Kitai arched an eyebrow. “What does that mean?”

“That he’ll give me orders and advice, in how and where to move. But I’ll be the one making the calls in action.”

“Ah,” Kitai said. “A war-master and a camp-master, is what my people call it. One makes decisions outside of battle. The other inside.”

“Sounds about right,” Tavi said.

Kitai frowned, and said, “But are you not subject to the same law? You cannot march with the men. Not using the furycraft of your people’s roads.”

“True,” Tavi said, smiling. “But they don’t know that.”

Kitai’s eyebrows shot up in sudden surprise.

“What?” Tavi asked her.

“You… you aren’t… “ She frowned. “Bitter. Sad. Always, when you spoke of your own lack of sorcery, it caused you pain.”

“I know,” Tavi said, and he was somewhat surprised to hear himself say it calmly, without the familiar little ache of frustration and sadness at the unfairness of it all. “I suppose now, it isn’t as important to me. I know what I can do now, even without furycrafting. I’ve spent my whole life waiting for it to happen. But if it never happens, so be it. I can’t sit around holding my breath. It’s time let it go.
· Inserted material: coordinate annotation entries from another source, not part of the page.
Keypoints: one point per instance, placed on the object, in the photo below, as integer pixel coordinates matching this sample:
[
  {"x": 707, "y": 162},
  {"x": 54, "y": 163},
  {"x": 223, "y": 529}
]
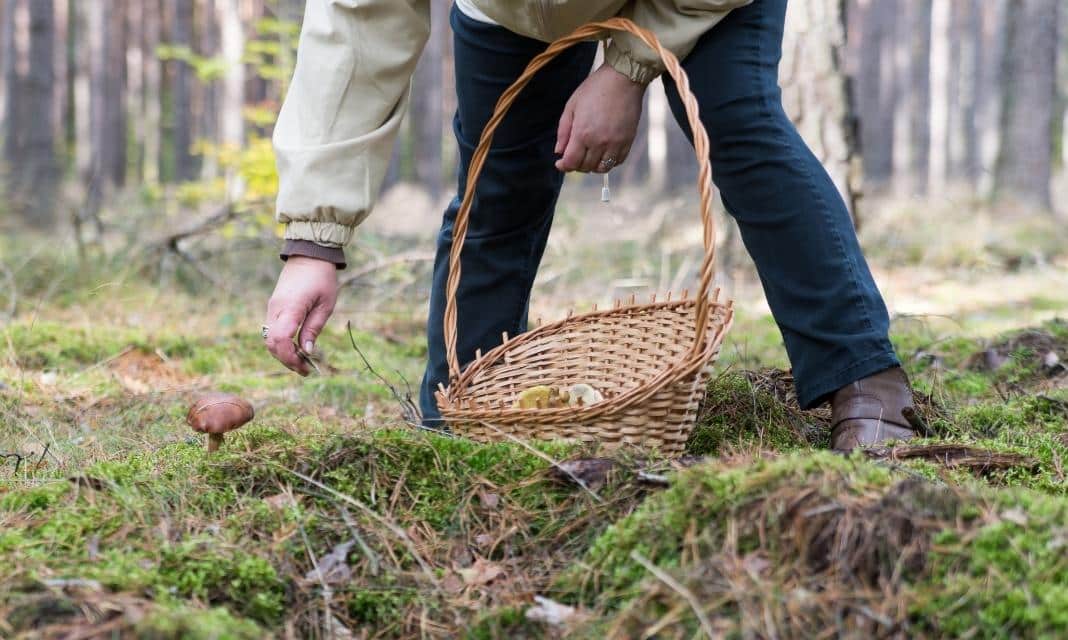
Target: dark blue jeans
[{"x": 792, "y": 220}]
To get on with living.”

Kitai looked at him steadily, then she leaned up on her toes and kissed his cheek.

Tavi smiled. “What was that for?”

“For forging your own wisdom,” she said, and smiled. “There may yet be hope for you, chala.”
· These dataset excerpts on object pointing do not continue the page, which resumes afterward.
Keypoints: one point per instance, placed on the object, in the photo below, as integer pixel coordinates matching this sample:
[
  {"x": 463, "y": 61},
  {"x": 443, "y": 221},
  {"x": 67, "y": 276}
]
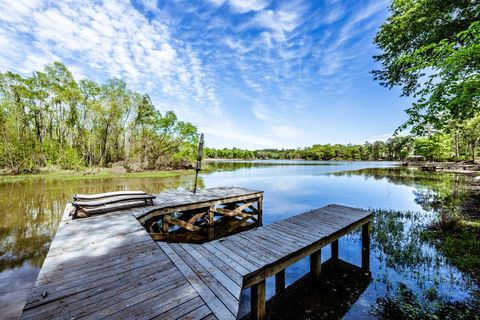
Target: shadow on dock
[{"x": 339, "y": 288}]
Tavi snorted as they approached the second stone building the engineers had constructed-a command center. They had built it out of the heaviest stone they could draw from the earth, and set most of the building so far into the ground that its lowest chambers, including its command room, were actually below the level of the river. Tavi hadn’t wanted that building to get priority, but Magnus and the rest of his officers had quietly ignored his authority and done it anyway. It would take more than one of the Canim’s vicious bolts of lightning to threaten the building, the engineers had assured him.